More picks bunched together in one area of the draft, especially when a shelf of plateaued talent exists, absolutely increases both the volume and success percentage with regard to selection bounty.
Similarly, trading a second-round pick in a given current year in exchange for a first-round pick the following season also tends to be a net gain. This is an especially shrewd and forward-thinking move when the Patriots have often already been armed with a second selection in that same round.
It effectively allows them to still add a targeted player at a high point in the draft while also creating a stockpile of value and opportunity for the future.
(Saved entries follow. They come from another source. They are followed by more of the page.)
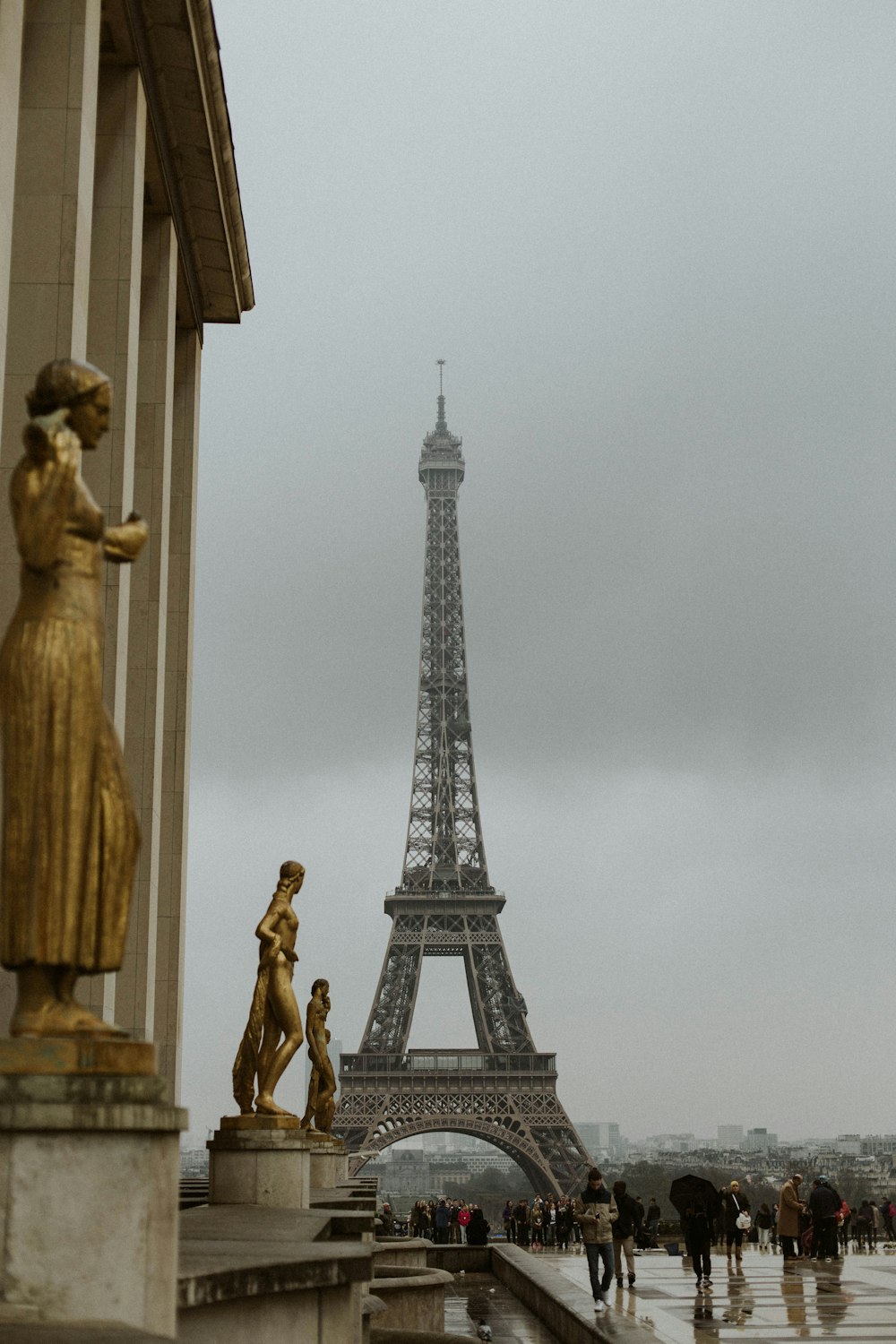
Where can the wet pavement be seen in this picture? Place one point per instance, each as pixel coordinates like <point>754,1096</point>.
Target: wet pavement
<point>479,1297</point>
<point>852,1300</point>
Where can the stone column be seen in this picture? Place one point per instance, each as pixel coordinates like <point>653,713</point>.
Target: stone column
<point>11,34</point>
<point>113,341</point>
<point>148,616</point>
<point>51,220</point>
<point>89,1155</point>
<point>50,108</point>
<point>179,655</point>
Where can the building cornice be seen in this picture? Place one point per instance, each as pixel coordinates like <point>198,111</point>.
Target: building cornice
<point>177,48</point>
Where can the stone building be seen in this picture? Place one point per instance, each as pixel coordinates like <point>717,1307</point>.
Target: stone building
<point>121,236</point>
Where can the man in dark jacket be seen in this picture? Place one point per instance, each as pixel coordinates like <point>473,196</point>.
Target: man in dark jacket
<point>823,1206</point>
<point>651,1219</point>
<point>625,1230</point>
<point>734,1206</point>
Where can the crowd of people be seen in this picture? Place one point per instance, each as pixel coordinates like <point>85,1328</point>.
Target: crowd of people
<point>608,1226</point>
<point>821,1226</point>
<point>444,1222</point>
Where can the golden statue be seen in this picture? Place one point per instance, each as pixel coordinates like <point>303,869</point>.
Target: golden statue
<point>70,836</point>
<point>322,1089</point>
<point>274,1012</point>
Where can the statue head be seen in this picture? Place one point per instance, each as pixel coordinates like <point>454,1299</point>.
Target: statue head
<point>290,874</point>
<point>64,382</point>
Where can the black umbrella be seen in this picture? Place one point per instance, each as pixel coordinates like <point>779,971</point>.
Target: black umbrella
<point>694,1190</point>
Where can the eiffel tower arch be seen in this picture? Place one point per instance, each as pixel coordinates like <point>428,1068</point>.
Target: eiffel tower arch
<point>445,906</point>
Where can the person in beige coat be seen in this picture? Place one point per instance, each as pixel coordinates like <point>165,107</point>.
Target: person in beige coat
<point>788,1217</point>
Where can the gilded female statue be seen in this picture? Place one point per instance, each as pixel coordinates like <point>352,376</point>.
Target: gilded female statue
<point>322,1090</point>
<point>274,1030</point>
<point>70,836</point>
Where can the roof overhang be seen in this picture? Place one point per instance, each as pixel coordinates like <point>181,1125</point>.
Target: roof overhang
<point>175,46</point>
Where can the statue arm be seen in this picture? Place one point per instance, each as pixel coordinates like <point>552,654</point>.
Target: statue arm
<point>314,1046</point>
<point>40,499</point>
<point>266,932</point>
<point>125,542</point>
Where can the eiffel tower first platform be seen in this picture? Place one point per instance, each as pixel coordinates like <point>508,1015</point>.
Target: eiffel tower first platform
<point>445,906</point>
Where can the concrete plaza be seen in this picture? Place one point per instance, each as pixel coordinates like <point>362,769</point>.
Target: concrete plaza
<point>852,1300</point>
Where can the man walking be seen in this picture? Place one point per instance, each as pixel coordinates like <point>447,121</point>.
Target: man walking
<point>823,1206</point>
<point>651,1220</point>
<point>788,1218</point>
<point>625,1231</point>
<point>595,1212</point>
<point>735,1207</point>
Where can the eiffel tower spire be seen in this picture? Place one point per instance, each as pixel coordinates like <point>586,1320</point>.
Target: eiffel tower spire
<point>445,849</point>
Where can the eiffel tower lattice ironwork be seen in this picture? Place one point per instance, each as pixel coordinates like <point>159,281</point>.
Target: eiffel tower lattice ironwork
<point>445,906</point>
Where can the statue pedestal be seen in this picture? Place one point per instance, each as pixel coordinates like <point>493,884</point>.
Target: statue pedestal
<point>89,1166</point>
<point>328,1160</point>
<point>260,1160</point>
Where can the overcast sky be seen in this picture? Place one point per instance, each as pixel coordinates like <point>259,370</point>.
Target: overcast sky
<point>654,244</point>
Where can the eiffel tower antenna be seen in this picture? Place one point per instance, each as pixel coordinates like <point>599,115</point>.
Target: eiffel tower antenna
<point>445,906</point>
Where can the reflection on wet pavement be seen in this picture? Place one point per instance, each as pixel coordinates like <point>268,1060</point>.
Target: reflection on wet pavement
<point>479,1297</point>
<point>852,1300</point>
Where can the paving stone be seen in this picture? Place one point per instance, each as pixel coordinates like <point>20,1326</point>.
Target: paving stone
<point>852,1300</point>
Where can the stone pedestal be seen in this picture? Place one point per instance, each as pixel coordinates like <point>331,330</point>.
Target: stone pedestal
<point>260,1160</point>
<point>89,1164</point>
<point>328,1161</point>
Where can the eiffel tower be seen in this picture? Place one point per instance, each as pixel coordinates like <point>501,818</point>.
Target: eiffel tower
<point>505,1090</point>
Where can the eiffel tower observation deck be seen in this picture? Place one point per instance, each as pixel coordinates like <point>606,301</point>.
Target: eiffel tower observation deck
<point>446,906</point>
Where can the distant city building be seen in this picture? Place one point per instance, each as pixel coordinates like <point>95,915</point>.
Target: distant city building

Several static factors play into such consistent flexibility. Due to the Patriots' overall on-field success, Belichick enjoys nearly unparalleled job security, meaning perceived missteps from all of this draft dancing (and there have been some) do not parlay into questions about his credibility.
This same success over the years has also consistently situated the Patriots' natural draft choices late, often very late like this year (31st as the Super Bowl runner-up), locating them in higher-traffic areas of perceived talent bars on the board.
Why take a guy at at 31, for instance, in the 2012 process when he might still be there at 37 and swapping those six rungs on the ledger nets New England an additional fourth-round choice this year or perhaps a 2013 third-rounder?
As stated above, when the music stops, a player does have to be chosen and like every evaluator in every sport on the planet, even Belichick and the Patriots are not exempt from missing sometimes. And it can be either on the front end with the player it passes on by dropping down or with whom it finally does decide to hone in when they do take a turn.
The most stinging misstep on this dance stage is likely from 2009 when, after trading down with Baltimore from 23 to 26, it elected to move out of 26 with Green Bay for a trio of day-2 selections. The Packers used that pick on Clay Matthews, who has since been one of the most valuable defensive players in the NFL, while a youthful stalwart pass-rusher remains a top need for the Patriots even three years later.
The relevant current question becomes what will New England do next week? It is armed to the teeth with five choices in the first three rounds, including two firsts and two seconds.
This serves the dual purpose of granting them the flexibility to move down and still collect a lot of high-round talent and/or package a couple of those choices together and move back up to target someone it covets. And either or both of those maneuvers could easily occur more than once in the first three rounds.
With clear needs that center around the defensive line, perimeter pass-rush and the secondary, and a board that is shaping up to be plentiful at those positions late in the first round, will 2012 finally be the year that Belichick stands pat and scores two prospects in the first stanza?
I would not bet on it. My money is on them taking the defensive player highest on its board at 27 and then dealing out of 31 to an early/mid-second-round team too nervous or motivated to sit tight on its target.